The community is depicted as held together by rites, by the ceremonial collective reassurances of what us still a strongly masculinity-driven society. An archaic feeling initiation ceremony opens the play, another all but closes it. Everything is a ritual, primitive instincts reign – symbolised by the nightmarish deer creatures appearing repeatedly – civilisation is just a new wallpaper over something much older and much more robust. This is a hunting town, a symbol of simpler societies, where things are clearer less complex. They hunt. For a living, for recreation and to solve their problems. Sometimes deer, sometimes people. It’s their core ritual, their community creator, that which keeps things in place.
Es Devlin has created another of his geometric, more minimalist set designs: a square with a small hut that is transparent at times, opaque at others. It is the inside and outside of the community, all one, a glass house in which everything is visible and nothing is revealed, transparency that blinds the eyes.

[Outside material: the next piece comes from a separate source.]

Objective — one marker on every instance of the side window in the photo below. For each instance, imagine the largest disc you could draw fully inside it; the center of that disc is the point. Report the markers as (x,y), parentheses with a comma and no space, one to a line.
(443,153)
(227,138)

The hut revolves, as all goes in circles. A vortex of revenge and hate but also the communal circle, in which all is renewed – such as the ritual male companionship at the end when the teacher’s son becomes initiated, drawn into the circle, joining the hunt.
The cast is excellent, the direction as minimalist as the set. Tobias Menzies turns in an impressive performance as the confused, serious, controlled Lucas whose existential crisis is even more devastating because it is served with so much eyes. Being cast out is a quiet process, a disappearance act met with quiet, stubborn resistance. His counterpart is the wildly talented Stuart Campbell as his mire volcanic teenage son, exhibiting all the anger his father doesn’t allow before assimilating in the end. Most of the others are somewhat more of stereotypes and while Poppy Miller and Justin Salinger five strong performances as the girl’s troubled parents, there is a little too much emphasis on finding an explanation for the girl’s accusation in their dysfunctional relationship.
Which leads straight into the main issue of this production: its abstract ritualism, laying bare the dark side of community, the mechanics of persecution and its society defining role, clashes with its psychological layer, the exploration of the effects an der existential earthquake like the accusation made has on the collective and the individual, the search for answers and ways out. There are two plays here: a psychological drama and a ritualistic social panorama, naturalism and symbolism and they go together rather uneasily. They wrestle with each other, somewhat neutralising each other’s impact. Thus, the production remains strangely undecided, its temperature never exceeding the lukewarm, like an experiment watched through a safe screen. It shows existential devastation and how it develops but cannot even come close to conveying how it feels.